A las 09.00, dentro del hemiciclo de la carrera de San Jerónimo, todos tienen su asiento –y un buen sueldo, un teléfono gratis, una tableta nueva e incluso algunos un coche oficial–, pero ninguno ha hecho los deberes. Y, para colmo, ni siquiera se miran a los ojos. Los ciudadanos que durante la mañana del miércoles siguieran la sesión plenaria por los medios de comunicación, o incluso a través de la señal en directo de la Cámara baja, tuvieron la oportunidad de constatar una vez más el desencuentro entre Pedro Sánchez y Pablo Iglesias, la incapacidad del PSOE y de Unidas Podemos para conformar un Gobierno de izquierdas y también la obsesión porque los rivales respectivos carguen a la postre con las culpas del fracaso. Pero lo que nadie que no estuviera en la tribuna del Congreso pudo alcanzar a ver fueron los esfuerzos ostensibles de uno y otro para que sus miradas no se cruzasen.

Durante los 68 minutos de la primera intervención de Pedro Sánchez, Pablo Iglesias permaneció en su escaño con la cabeza gacha, ora pendiente de un cuaderno de tapas rojas –en el que primero escribía y luego subrayaba con bolígrafos baratos de distinto color–, ora de su teléfono móvil. Un buen rato después, cuando el que subió a la tribuna fue el líder de Podemos, el presidente del Gobierno en funciones le pagó con el mismo desprecio. Ni uno ni otro levantaron la cabeza cuando eran interpelados directamente, como si en vez del Gobierno de la nación se estuvieran jugando la victoria en una apuesta infantil, en un desafío absurdo de niños testarudos y maleducados.

En los bancos de la derecha, más de lo mismo. Después de la primera intervención de Sánchez subió a la tribuna Pablo Casado. Lo hizo sonriente, con el desahogo de quien no se juega nada. Habló de forma fluida, sin apoyarse en ningún papel, todavía con la barba que se dejó a principios del verano. No hubo sorpresas en su discurso: a los cinco minutos ya se había referido a ETA, a Bildu, a Venezuela, a Cataluña… Al final le lanzó una pregunta a Pedro Sánchez –“¿va a indultar usted a los presos golpistas?”– que en realidad parecía destinada a aguarle la fiesta a Albert Rivera. Porque como todo el mundo sabe, el jefe de Ciudadanos lleva fatal eso de tener que subir a la tribuna después del líder del PP, y si encima Casado le roba su tema estrella –indulto sí, indulto no–, su discurso suena aún más manido y repetitivo. Por si fuera poco, Rivera –que se pasó la mañana cuchicheando con Inés Arrimadas– siempre ha presumido de ser un maestro de la retórica, pero ahora tiene la voz tocada y un rictus continuo de fastidio que lo sitúa en desventaja con respecto a Casado.

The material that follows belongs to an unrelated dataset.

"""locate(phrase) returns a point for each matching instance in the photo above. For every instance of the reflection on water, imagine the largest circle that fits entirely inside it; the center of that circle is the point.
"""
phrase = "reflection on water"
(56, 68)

El resto del hemiciclo no salió de la irrelevancia. Qué más daba lo que dijera Santiago Abascal –que cada día se parece más a una caricatura de sí mismo–, si todo dependía de que Sánchez e Iglesias aprovecharan la oportunidad de tenerse frente a frente para intentar evitar unas nuevas elecciones. Solo de ellos depende que, dentro de unos días, la izquierda vuelva al poder –tienen los votos y la oportunidad– o, por el contrario, la derecha disponga de una ocasión gratis para recuperarlo.

Al final, cuando ya habían pasado casi cuatro horas del comienzo de la sesión, las miradas de Sánchez e Iglesias se cruzaron por fin. Pero fue en medio de una refriega de reproches mutuos y sabidos, agravios ventilados con luz y taquígrafos para deleite de la derecha y desesperación de unos votantes de izquierda que ya sabían que sus líderes no se tragaban, pero no que ni siquiera se mirasen.